Definition
The Airport Reservation Function (ARF) is the FAA system used to allocate and manage takeoff and landing reservations (slots) at designated High Density Traffic Airports during specified hours. Operators must obtain a reservation through the ARF system before conducting an unscheduled IFR operation at one of these airports during the controlled period.
Plain English
ARF is the FAA's online booking system for takeoff and landing slots at a small number of very busy airports.

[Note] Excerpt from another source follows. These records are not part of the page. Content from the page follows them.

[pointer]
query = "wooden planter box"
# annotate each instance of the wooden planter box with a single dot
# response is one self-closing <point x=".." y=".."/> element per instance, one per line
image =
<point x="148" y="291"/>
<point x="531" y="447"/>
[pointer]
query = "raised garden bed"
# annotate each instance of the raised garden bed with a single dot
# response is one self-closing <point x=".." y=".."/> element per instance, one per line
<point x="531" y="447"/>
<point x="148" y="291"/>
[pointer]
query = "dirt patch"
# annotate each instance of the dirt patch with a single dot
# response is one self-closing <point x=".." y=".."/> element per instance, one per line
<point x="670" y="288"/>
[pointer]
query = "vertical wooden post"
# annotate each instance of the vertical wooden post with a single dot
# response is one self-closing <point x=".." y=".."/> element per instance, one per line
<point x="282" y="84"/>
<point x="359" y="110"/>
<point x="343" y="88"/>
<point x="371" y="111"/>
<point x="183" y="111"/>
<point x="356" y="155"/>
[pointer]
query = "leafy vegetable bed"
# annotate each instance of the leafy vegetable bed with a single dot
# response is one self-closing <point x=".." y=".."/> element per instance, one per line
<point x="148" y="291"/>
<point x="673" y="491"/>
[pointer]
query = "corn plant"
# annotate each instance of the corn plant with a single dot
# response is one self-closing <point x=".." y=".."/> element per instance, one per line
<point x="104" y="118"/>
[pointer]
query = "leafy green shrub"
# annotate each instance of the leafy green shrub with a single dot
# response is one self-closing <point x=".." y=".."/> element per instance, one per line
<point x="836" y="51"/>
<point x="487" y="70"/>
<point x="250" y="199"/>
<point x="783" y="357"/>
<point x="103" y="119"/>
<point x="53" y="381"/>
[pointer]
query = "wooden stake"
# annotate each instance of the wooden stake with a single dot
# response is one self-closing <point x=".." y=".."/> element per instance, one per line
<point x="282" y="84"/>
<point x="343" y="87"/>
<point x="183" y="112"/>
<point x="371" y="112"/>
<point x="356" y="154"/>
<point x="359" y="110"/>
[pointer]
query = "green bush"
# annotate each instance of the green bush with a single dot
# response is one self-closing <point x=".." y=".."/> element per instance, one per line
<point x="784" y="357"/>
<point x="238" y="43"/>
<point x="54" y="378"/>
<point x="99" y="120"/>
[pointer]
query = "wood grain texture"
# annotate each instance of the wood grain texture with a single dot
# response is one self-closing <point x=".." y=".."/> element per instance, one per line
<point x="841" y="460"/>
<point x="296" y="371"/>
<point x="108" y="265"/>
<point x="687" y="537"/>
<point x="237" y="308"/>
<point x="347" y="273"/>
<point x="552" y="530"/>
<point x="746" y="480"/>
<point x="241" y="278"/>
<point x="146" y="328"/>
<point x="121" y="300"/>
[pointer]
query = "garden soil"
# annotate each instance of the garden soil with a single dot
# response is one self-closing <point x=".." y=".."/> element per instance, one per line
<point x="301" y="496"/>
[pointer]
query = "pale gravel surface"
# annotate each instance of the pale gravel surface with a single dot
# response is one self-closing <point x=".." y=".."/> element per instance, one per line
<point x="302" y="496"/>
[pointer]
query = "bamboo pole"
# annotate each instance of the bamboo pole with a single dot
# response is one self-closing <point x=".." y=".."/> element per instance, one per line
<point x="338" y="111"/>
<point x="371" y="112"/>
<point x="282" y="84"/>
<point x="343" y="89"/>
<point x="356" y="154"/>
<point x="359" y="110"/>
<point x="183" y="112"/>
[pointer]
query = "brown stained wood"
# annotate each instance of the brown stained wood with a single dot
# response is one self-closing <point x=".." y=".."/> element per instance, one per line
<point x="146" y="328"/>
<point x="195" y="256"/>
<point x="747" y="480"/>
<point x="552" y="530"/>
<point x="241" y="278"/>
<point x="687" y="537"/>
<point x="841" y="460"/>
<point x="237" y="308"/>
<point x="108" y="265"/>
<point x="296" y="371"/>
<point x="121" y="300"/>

If you want to fly into one of these airports during its busy hours, you have to reserve a time first.
Context Anchor
Seen in FAA acronym lists, flight planning information, and notices for busy airports or special events where airport use may require a reservation.
Derivation
Reservation comes from a Latin root meaning “to keep back” or “hold aside.” In this aviation use, it helps to think of airport capacity being held for aircraft that have an approved reservation time.
Why Pilots Care
Pilots flying to certain high-density airports must obtain an approved reservation in advance or they will be denied takeoff or landing clearance.
Intuition Check
Do not treat an airport reservation as permission to land by itself. It reserves a time to use the airport, but the pilot must still follow normal clearances and procedures.
Example Sentence 1
Before launching the Part 91 trip into DCA, the dispatcher logged into the ARF website to secure an arrival slot within the planned ETA window.
Example Sentence 2
The flight was unable to depart because the airport reservation function slot had not been confirmed.